Petir itu serasa di ubun-ubun. Pagi nan cerah tiba-tiba gelap gulita. Gunjingan pun mulai menampakkan sisi-sisi negatif. Ketika seorang paruh baya turun. Tubuhnya masih terlihat kekar, rambut panjang bergelombang. Namun, ada yang berbeda. Tato itu sudah hilang yang dulu menutupi sekujur tangannya. Pakaiannya pun agak rapi, tidak lagi dipenuhi sobekan-sobekan. Hanya tatapan sinis dan gunjingan itu belum musnah, mungkin juga semakin menjadi-jadi.

Ya...Baharudin alias bahar alias ebo. Dia mencoba merespon tatapan itu, namun masih gelap. Mata-mata itu masih melihat masa lalu. Mereka jengkel dengan masa lalu itu. Bahar pun mulai surut, membiarkan bias gelombang sinis itu menghantam. Diam untuk mengalah, dan dia berlalu menuju ‘istana’ yang lama dia campakkan. Sesosok tubuh setengah tua menyambut kedatangannya. Air mata itu pun mengalir.
”Mari anak ku, masuklah,”
”Assalamualaikum,”
Air mata itu membuat kata-kata tak terungkap. Jawaban salam hanya bisa keluar dari relung hati.

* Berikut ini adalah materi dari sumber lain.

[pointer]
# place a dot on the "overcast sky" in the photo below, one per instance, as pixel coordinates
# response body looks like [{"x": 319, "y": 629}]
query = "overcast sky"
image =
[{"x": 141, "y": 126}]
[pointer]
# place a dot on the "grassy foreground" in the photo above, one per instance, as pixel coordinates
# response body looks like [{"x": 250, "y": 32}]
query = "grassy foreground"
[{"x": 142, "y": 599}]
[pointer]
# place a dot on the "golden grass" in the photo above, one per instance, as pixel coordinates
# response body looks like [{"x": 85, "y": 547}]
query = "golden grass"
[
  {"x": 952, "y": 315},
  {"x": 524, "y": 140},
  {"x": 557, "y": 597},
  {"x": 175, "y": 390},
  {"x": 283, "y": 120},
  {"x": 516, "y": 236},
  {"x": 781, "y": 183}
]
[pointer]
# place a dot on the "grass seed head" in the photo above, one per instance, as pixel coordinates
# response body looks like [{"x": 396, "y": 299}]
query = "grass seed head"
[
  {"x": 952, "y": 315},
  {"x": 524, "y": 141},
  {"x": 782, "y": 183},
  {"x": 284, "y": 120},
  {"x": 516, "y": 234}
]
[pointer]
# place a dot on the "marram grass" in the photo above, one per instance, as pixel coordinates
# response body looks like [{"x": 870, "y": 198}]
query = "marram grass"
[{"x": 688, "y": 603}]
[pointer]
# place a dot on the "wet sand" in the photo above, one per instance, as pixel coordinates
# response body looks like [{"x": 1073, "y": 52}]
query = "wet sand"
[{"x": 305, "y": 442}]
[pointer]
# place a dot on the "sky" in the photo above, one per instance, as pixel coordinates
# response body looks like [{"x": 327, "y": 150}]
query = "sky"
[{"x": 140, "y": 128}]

”Syukur kamu sudah datang anak ku. Ibu sangat gelisah,” mata itu menyembunyikan seabrek masalah. Dia tidak ingin sang anak tahu tentang itu.
”Bu, bahar banyak berbuat salah. Nyakitin ibu dan keluarga. Orang-orang di kampung juga,” tangisan tobat ini terpecah. Membanjiri relung-relung kekeringan. Membasahi jiwa yang resah, dan mengumbar setitik cahaya.
***
Gosip mulai menyebar, ramai dibicarakan di pagi buta itu. Lebih aktual dan sangat infotainment, mengalahkan program gosip di televisi.

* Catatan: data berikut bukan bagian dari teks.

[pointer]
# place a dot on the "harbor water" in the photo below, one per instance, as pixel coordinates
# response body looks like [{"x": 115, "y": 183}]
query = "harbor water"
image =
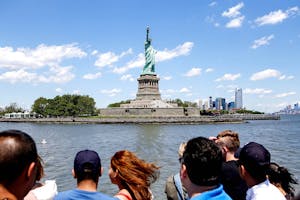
[{"x": 58, "y": 143}]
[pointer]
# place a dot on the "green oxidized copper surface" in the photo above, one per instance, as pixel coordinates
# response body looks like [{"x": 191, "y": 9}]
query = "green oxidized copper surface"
[{"x": 149, "y": 67}]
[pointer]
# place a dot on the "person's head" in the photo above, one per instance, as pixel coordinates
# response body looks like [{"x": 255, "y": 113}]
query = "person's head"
[
  {"x": 281, "y": 178},
  {"x": 18, "y": 162},
  {"x": 181, "y": 149},
  {"x": 201, "y": 163},
  {"x": 132, "y": 173},
  {"x": 255, "y": 159},
  {"x": 87, "y": 166},
  {"x": 228, "y": 141}
]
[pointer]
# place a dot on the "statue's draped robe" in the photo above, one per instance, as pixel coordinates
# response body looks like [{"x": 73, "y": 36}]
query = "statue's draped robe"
[{"x": 149, "y": 67}]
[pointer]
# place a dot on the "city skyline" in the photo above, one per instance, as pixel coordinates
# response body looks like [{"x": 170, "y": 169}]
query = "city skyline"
[{"x": 204, "y": 48}]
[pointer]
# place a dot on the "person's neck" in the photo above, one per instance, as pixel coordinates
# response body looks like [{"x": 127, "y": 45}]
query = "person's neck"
[
  {"x": 252, "y": 182},
  {"x": 5, "y": 194},
  {"x": 230, "y": 156},
  {"x": 87, "y": 185},
  {"x": 195, "y": 190}
]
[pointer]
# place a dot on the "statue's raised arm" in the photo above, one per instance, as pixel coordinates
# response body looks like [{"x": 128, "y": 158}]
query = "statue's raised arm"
[{"x": 149, "y": 67}]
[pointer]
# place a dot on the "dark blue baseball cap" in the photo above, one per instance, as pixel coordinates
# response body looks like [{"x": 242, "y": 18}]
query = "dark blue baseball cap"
[
  {"x": 87, "y": 161},
  {"x": 253, "y": 156}
]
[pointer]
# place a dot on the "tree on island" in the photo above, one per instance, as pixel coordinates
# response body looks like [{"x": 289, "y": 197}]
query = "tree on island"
[
  {"x": 118, "y": 104},
  {"x": 64, "y": 106},
  {"x": 11, "y": 108}
]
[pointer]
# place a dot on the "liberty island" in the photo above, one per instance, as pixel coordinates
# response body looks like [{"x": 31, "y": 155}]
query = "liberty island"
[{"x": 148, "y": 106}]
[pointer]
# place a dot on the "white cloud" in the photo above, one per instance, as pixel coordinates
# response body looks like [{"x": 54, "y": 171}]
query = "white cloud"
[
  {"x": 160, "y": 56},
  {"x": 108, "y": 58},
  {"x": 276, "y": 17},
  {"x": 168, "y": 91},
  {"x": 138, "y": 62},
  {"x": 285, "y": 94},
  {"x": 76, "y": 92},
  {"x": 209, "y": 70},
  {"x": 111, "y": 92},
  {"x": 95, "y": 52},
  {"x": 180, "y": 50},
  {"x": 92, "y": 76},
  {"x": 235, "y": 15},
  {"x": 23, "y": 63},
  {"x": 167, "y": 78},
  {"x": 262, "y": 41},
  {"x": 214, "y": 3},
  {"x": 229, "y": 77},
  {"x": 236, "y": 22},
  {"x": 233, "y": 11},
  {"x": 268, "y": 73},
  {"x": 56, "y": 74},
  {"x": 59, "y": 90},
  {"x": 184, "y": 90},
  {"x": 284, "y": 77},
  {"x": 127, "y": 77},
  {"x": 193, "y": 72},
  {"x": 41, "y": 56},
  {"x": 256, "y": 91},
  {"x": 18, "y": 76}
]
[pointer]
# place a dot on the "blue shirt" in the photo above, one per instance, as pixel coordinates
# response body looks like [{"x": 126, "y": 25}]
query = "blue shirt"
[
  {"x": 215, "y": 194},
  {"x": 82, "y": 194}
]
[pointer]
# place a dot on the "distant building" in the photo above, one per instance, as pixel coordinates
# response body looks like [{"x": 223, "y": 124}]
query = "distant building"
[
  {"x": 220, "y": 103},
  {"x": 211, "y": 105},
  {"x": 238, "y": 98},
  {"x": 200, "y": 103},
  {"x": 206, "y": 105},
  {"x": 296, "y": 106},
  {"x": 231, "y": 105}
]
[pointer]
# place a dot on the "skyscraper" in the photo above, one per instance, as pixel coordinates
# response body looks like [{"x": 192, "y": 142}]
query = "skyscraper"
[{"x": 238, "y": 98}]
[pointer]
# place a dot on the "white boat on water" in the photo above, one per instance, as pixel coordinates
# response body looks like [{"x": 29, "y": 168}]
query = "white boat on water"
[{"x": 44, "y": 141}]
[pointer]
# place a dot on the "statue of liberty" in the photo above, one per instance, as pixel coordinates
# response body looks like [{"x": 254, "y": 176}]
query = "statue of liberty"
[{"x": 149, "y": 67}]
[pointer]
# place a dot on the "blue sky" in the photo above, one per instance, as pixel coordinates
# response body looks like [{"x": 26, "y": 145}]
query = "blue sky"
[{"x": 204, "y": 48}]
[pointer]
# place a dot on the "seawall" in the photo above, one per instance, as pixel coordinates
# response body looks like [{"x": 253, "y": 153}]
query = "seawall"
[{"x": 149, "y": 120}]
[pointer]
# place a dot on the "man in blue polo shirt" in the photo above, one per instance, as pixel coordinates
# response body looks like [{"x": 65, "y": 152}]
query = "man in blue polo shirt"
[
  {"x": 200, "y": 168},
  {"x": 87, "y": 169}
]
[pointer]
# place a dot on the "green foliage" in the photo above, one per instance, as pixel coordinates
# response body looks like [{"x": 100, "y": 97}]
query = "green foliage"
[
  {"x": 117, "y": 104},
  {"x": 184, "y": 104},
  {"x": 13, "y": 107},
  {"x": 66, "y": 105},
  {"x": 244, "y": 111}
]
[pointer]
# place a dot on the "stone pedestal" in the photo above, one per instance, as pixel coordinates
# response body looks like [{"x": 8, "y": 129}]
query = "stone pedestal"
[{"x": 148, "y": 87}]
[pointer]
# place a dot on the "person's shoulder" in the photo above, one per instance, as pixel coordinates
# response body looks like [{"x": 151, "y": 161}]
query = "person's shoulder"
[
  {"x": 64, "y": 195},
  {"x": 103, "y": 196}
]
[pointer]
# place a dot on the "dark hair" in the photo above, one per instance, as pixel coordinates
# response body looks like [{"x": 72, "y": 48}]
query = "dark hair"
[
  {"x": 17, "y": 151},
  {"x": 203, "y": 161},
  {"x": 135, "y": 174},
  {"x": 88, "y": 173},
  {"x": 281, "y": 175},
  {"x": 230, "y": 139}
]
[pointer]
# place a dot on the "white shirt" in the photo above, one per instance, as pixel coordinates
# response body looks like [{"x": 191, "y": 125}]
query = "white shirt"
[
  {"x": 45, "y": 192},
  {"x": 263, "y": 191}
]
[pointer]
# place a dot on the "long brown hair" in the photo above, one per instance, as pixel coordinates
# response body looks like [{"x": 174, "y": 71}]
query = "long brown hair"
[{"x": 134, "y": 174}]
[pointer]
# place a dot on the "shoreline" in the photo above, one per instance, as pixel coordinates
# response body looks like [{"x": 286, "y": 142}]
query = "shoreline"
[{"x": 148, "y": 119}]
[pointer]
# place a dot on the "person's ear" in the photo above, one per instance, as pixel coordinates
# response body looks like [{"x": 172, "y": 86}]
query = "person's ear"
[
  {"x": 101, "y": 171},
  {"x": 32, "y": 170},
  {"x": 183, "y": 172},
  {"x": 243, "y": 171},
  {"x": 73, "y": 173},
  {"x": 225, "y": 149}
]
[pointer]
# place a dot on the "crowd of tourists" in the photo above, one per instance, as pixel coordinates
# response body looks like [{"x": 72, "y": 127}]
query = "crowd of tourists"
[{"x": 209, "y": 168}]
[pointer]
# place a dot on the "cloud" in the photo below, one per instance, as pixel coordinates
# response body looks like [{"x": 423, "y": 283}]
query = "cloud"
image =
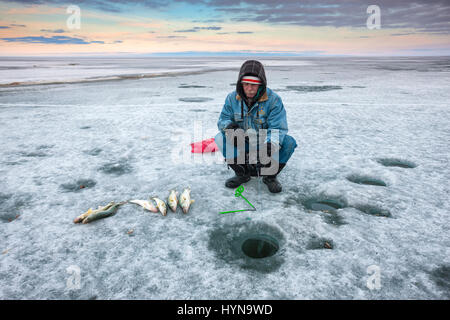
[
  {"x": 170, "y": 37},
  {"x": 430, "y": 16},
  {"x": 207, "y": 28},
  {"x": 50, "y": 40},
  {"x": 188, "y": 30},
  {"x": 53, "y": 31},
  {"x": 425, "y": 16}
]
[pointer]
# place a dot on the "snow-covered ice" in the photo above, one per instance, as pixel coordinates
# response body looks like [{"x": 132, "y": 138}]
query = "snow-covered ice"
[{"x": 118, "y": 140}]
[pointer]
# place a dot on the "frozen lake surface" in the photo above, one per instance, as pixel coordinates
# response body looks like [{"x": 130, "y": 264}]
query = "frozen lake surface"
[{"x": 365, "y": 193}]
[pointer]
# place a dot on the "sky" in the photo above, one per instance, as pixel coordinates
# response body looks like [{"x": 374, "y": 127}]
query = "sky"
[{"x": 226, "y": 27}]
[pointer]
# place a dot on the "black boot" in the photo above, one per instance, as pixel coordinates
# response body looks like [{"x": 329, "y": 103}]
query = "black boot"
[
  {"x": 242, "y": 176},
  {"x": 272, "y": 183}
]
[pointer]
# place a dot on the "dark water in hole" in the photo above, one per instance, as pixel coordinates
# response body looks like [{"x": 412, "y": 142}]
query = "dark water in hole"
[
  {"x": 313, "y": 88},
  {"x": 397, "y": 163},
  {"x": 198, "y": 99},
  {"x": 366, "y": 180},
  {"x": 78, "y": 185},
  {"x": 324, "y": 204},
  {"x": 374, "y": 211},
  {"x": 252, "y": 246},
  {"x": 259, "y": 247}
]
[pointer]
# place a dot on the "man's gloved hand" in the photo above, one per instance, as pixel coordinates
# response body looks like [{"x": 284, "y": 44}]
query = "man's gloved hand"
[
  {"x": 233, "y": 126},
  {"x": 271, "y": 148}
]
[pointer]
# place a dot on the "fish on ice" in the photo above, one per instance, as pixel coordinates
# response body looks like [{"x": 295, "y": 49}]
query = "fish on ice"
[
  {"x": 185, "y": 200},
  {"x": 161, "y": 205},
  {"x": 100, "y": 213},
  {"x": 172, "y": 200},
  {"x": 146, "y": 204}
]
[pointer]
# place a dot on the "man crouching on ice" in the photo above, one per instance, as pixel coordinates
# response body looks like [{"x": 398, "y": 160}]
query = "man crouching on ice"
[{"x": 253, "y": 130}]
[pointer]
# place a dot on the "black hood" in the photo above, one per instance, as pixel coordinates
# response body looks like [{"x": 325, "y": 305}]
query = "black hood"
[{"x": 252, "y": 68}]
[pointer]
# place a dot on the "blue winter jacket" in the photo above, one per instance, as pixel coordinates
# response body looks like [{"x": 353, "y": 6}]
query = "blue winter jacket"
[{"x": 267, "y": 113}]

”Waduh, gimana ne, si bahar muncul lagi. Aku jadi takut, bagaimana nasib anak-anak kita nanti?,”
“Ia bu, kok bisa dia datang lagi? Benar-benar penyakit!,” celoteh para ibu-ibu ini. Gosip ini memang hangat, dapur pun di tinggal, kalah panas dengan gosip tentang bahar ini.

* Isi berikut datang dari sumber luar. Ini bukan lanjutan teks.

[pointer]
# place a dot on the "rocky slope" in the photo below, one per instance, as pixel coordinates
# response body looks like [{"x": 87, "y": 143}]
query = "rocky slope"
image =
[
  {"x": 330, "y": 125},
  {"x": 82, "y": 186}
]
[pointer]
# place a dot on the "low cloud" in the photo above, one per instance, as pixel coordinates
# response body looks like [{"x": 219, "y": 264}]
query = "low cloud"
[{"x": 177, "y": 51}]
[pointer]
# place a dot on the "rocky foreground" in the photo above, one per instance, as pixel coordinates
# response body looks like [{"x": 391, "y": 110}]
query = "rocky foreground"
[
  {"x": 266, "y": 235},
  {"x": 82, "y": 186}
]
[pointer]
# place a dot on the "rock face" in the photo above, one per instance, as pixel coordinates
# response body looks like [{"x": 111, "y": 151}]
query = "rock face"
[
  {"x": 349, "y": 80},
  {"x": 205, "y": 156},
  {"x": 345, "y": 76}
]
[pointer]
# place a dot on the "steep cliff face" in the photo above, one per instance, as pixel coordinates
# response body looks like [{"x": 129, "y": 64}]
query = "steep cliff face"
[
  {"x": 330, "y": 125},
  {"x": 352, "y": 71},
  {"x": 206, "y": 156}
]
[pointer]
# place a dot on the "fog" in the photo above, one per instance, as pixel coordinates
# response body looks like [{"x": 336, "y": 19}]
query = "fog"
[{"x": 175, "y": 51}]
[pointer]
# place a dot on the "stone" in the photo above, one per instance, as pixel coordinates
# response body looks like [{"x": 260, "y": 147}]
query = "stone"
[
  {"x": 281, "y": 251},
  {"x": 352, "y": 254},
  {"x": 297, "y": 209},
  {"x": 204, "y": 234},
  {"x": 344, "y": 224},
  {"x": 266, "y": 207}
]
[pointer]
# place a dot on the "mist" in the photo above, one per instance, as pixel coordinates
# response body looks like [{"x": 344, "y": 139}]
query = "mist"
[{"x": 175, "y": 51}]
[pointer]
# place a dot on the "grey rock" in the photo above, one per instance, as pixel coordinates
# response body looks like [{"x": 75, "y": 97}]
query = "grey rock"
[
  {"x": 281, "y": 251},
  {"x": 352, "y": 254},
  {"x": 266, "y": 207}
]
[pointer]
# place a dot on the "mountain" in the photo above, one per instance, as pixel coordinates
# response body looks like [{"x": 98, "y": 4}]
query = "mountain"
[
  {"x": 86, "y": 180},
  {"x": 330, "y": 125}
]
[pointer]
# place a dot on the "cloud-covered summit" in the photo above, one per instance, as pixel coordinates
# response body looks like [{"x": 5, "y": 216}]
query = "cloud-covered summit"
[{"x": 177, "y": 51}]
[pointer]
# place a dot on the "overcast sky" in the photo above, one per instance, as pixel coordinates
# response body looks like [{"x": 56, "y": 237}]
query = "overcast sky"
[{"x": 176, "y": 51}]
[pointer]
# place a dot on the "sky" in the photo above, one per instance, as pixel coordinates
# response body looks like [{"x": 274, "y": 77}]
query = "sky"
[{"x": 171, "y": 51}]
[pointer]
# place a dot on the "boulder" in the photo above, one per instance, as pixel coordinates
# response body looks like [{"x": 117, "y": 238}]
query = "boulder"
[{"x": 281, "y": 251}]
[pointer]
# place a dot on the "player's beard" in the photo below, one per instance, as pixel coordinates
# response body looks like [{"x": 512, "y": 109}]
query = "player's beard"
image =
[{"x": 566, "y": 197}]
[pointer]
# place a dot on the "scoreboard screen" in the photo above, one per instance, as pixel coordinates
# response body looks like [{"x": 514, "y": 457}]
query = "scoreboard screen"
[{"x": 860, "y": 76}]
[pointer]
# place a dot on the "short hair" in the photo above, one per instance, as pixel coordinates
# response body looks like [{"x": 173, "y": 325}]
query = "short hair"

Sementara ibu-ibu menggosip di depan teras rumah, para bapak mendatangi ketua RT.
”Begini pak RT. Si bahar datang lagi, suasan menjadi kacau. Masyarakat gelisah, kita harus bertindak pak. Bila perlu, kita usir dia sekarang juga!!,”
”Ia pak, jangan sampai kampung kita ini dimasuki oleh orang seperti dia lagi,”
Pak RT mulai kebingungan. Tentu sebagai pemimpin, dia harus bersikap bijak, walau sejarah tidak memihak pada bahar.
”Kita biarkan dulu dia istrahat. Biarkan dia dengan ibunya dulu, besok saya akan ke sana dengan pengurus RT yang lain,” pak RT mengambil jalan tengah. Harus berhati-hati, jangan sampai warga marah dan brutal. Semua menyepakati dan menyerahkan ke pengurus RT. Tapi di luar sana, obrolan seputar bahar tetap hangat. Sampai-sampai mengalahkan gosip artis yang bercerai dan isu politik seputar DPT.

***
Keesokan harinya, ketua RT beserta sekertaris dan bendahara, menyambangi rumah bahar. Mereka disambut oleh bahar dan ibunya, karena memang hanya mereka berdua yang menghuni rumah itu sejak bapaknya bahar meninggal 4 tahun silam, dan adiknya yang menjadi buruh pabrik di ibu kota.
”Begini bahar. Kedatangan kami ke sini karena warga mulai gelisah sejak kedatangan mu...”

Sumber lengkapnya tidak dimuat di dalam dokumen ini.